– Не спишь, боец? – спросил Витя.

– Никак нет, тащ капитан! – отрапортовал я, вытянувшись по стойке смирно.

– Молоток! Я думал, спит наряд! А вы ничего, держитесь! – как обычно спокойно сказал он и скрылся за дверью кабинета.

Через десять минут он вернулся и поставил передо мной на тумбочку дневального стакан горячего чая и положил три конфеты «РотФронт».

– Нормально все будет! Не переживай! – подбодрил Витя и удалился теперь уже до самого подъема.

А я и не переживал особо, до тех пор, пока не получил команду дежурного – вычистить все писсуары и о́чки после убытия личного состава на занятия. А восемьдесят человек личного состава на пять писсуаров и столько же чаш Генуя – это, я вам доложу, тот еще свинарник. Но приказ есть приказ, и я их чистил. О! Я чистил их с особым усердием, как будто от этого зависела судьба рода человеческого. Не знаю, откуда это возникло во мне, я прежде был брезгливым парнем, но все-таки с советским дворовым детством и воспитанием. Отпидорив санузел до блестящего состояния, я получил благодарность от Пэйна, которому как нельзя кстати приспичило посетить «музей моей трудовой славы» по малой нужде, и назначение командиром второго отделения второго взвода. Это был мой последний наряд на службу в качестве дневального.

Одиночество и власть

Самая большая ценность для курсанта – это не отпуск или суточное увольнение и даже не досрочная сдача сессии. Самая большая ценность – это побыть с самим собой наедине и не во время сна. Неважно, что ты делаешь, – составляешь витраж для окон столовой, которая никогда не построится, или просто куришь в курилке, главное – побыть одному; такую роскошь курсант мог позволить себе крайне редко. Постоянно вокруг тебя одни и те же персонажи. Порой казалось, что ты участник бесконечного представления какого-то цирка жертв Компрачикоса.
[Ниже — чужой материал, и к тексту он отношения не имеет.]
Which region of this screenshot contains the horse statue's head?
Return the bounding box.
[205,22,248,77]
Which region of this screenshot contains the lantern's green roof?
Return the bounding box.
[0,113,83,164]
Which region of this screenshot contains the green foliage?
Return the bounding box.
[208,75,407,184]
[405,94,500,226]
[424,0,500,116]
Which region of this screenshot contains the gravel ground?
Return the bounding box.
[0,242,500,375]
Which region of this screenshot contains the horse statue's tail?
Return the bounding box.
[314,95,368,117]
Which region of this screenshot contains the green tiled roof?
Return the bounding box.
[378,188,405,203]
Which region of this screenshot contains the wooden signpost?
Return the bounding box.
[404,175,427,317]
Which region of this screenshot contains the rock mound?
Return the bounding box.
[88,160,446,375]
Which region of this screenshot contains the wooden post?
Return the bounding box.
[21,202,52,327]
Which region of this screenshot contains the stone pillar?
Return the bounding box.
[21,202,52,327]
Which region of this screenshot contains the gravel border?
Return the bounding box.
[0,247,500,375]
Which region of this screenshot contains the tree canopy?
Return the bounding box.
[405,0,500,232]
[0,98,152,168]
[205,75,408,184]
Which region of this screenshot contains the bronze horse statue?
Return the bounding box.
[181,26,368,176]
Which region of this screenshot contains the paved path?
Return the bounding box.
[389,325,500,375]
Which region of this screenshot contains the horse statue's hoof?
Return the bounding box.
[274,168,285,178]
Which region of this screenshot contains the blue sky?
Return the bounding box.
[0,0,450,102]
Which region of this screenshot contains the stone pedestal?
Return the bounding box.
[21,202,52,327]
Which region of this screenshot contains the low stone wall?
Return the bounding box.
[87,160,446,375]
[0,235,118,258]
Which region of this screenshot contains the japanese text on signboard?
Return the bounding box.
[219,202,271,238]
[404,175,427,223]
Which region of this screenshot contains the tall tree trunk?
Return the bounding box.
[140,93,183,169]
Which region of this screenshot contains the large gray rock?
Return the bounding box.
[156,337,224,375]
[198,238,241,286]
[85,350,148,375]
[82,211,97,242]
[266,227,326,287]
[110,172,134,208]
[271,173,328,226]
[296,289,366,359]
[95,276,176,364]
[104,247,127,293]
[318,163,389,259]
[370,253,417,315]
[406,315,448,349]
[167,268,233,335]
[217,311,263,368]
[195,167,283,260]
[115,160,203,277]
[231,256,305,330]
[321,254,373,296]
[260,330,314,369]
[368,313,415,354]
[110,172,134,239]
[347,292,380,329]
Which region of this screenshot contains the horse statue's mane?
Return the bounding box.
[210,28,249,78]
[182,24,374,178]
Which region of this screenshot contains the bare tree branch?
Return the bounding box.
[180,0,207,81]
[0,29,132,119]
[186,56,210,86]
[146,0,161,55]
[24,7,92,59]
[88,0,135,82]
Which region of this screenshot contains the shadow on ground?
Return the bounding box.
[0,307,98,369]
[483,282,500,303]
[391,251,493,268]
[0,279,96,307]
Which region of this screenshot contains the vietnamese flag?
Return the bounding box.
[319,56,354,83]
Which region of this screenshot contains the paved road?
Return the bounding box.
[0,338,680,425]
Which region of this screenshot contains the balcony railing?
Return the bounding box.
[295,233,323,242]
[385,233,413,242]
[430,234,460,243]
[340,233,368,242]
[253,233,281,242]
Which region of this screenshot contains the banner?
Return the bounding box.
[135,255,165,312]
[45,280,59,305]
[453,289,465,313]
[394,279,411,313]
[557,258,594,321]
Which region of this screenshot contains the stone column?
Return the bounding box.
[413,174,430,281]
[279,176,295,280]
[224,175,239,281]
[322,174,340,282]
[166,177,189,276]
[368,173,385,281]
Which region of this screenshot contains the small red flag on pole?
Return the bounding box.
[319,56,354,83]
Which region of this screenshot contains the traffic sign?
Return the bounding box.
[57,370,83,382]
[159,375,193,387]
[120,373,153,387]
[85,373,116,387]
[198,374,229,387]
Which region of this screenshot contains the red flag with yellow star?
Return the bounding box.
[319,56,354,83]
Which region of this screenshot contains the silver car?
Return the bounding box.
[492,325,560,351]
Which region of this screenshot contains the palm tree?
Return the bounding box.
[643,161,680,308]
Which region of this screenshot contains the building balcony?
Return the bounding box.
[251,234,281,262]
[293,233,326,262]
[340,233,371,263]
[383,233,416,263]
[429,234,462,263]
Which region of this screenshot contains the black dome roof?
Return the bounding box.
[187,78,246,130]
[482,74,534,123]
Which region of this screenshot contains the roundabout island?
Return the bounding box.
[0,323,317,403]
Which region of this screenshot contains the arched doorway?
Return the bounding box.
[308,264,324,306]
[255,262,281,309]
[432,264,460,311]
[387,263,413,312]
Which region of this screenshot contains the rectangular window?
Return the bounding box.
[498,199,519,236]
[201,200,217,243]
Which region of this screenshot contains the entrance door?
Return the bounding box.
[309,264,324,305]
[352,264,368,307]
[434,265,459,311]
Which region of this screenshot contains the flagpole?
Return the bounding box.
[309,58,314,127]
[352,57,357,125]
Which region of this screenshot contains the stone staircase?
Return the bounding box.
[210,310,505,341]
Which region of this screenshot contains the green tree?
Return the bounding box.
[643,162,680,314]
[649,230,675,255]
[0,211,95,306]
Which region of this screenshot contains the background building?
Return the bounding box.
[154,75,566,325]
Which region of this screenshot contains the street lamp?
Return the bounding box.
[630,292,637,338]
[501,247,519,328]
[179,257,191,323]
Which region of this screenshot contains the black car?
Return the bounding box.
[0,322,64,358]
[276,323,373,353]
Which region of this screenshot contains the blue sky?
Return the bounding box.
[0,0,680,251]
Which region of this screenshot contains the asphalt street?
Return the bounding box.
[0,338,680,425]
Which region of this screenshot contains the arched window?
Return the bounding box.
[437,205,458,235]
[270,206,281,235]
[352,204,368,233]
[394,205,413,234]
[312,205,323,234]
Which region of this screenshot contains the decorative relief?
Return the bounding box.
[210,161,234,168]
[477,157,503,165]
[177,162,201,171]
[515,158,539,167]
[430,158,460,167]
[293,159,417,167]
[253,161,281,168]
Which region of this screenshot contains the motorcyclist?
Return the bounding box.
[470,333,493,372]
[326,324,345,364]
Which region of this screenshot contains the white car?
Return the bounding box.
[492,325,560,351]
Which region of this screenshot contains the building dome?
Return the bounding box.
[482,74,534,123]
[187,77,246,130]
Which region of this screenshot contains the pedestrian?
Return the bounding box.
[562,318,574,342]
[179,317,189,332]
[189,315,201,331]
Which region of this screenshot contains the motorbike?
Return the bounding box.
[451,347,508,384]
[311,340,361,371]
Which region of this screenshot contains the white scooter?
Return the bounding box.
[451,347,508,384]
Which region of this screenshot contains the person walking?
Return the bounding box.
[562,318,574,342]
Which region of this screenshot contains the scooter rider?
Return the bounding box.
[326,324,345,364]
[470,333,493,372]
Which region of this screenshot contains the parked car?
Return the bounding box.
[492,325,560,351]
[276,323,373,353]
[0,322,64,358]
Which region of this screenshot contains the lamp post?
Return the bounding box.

Как даже самая мелкопоместная власть меняет человека? Казалось бы, ответ очевиден: портит она человека, портит, как ни крути. А с другой стороны, смотря какая власть: вот власть над 400 курсантами – это то же самое, что власть над одним отделением курсантов? Выходит, что нет, и дело даже не в количестве подчиненных, дело в том, насколько внимательно и близко ты знакомишься с условиями их жизни и службы. Живешь ты среди них: ешь, спишь, учишься, борешься с маразмом курсовых офицеров, сопереживаешь горю и делишь радость, все делаешь вместе – не отделяешь себя от них, не превозносишь, и власть твоя не для тебя получается, а для удобства твоих товарищей по службе – просто одному ходить по кабинетам и представлять общие интересы отделения удобнее, и все. А вот, если у тебя 200 или 400 курсантов, тут в проблемы каждого не вникнешь, тут нужно уметь подбирать и слушать младших командиров, но и самому существовать в тех же условиях, что и личный состав. Тогда основанием такой власти будут общий интерес, общее стремление сделать вокруг себя хорошо, и задачи по службе решаться станут однозначно лучше. В противном случае появляется та самая медная труба, через которую выдувается из командира человечье. В силу воспитания или каких-то врожденных качеств, я не знаю, но просыпается это убогое псевдовеличие, и не человек уже перед тобой, на служение которого государство и народ надеется, а курсанты в нем отца-командира видят. Нет! Перед тобой Федор Михайлович Крузенштерн – человек и пароход. Смотрит он на тебя или, точнее, сквозь тебя и в упор не видит. Марианская впадина – меньшей глубины, чем складки на его напряженной физиономии. Я встречал много таких руководителей, но это случилось гораздо позже, а в нашем цирке их было двое – Пэйн и Кравец.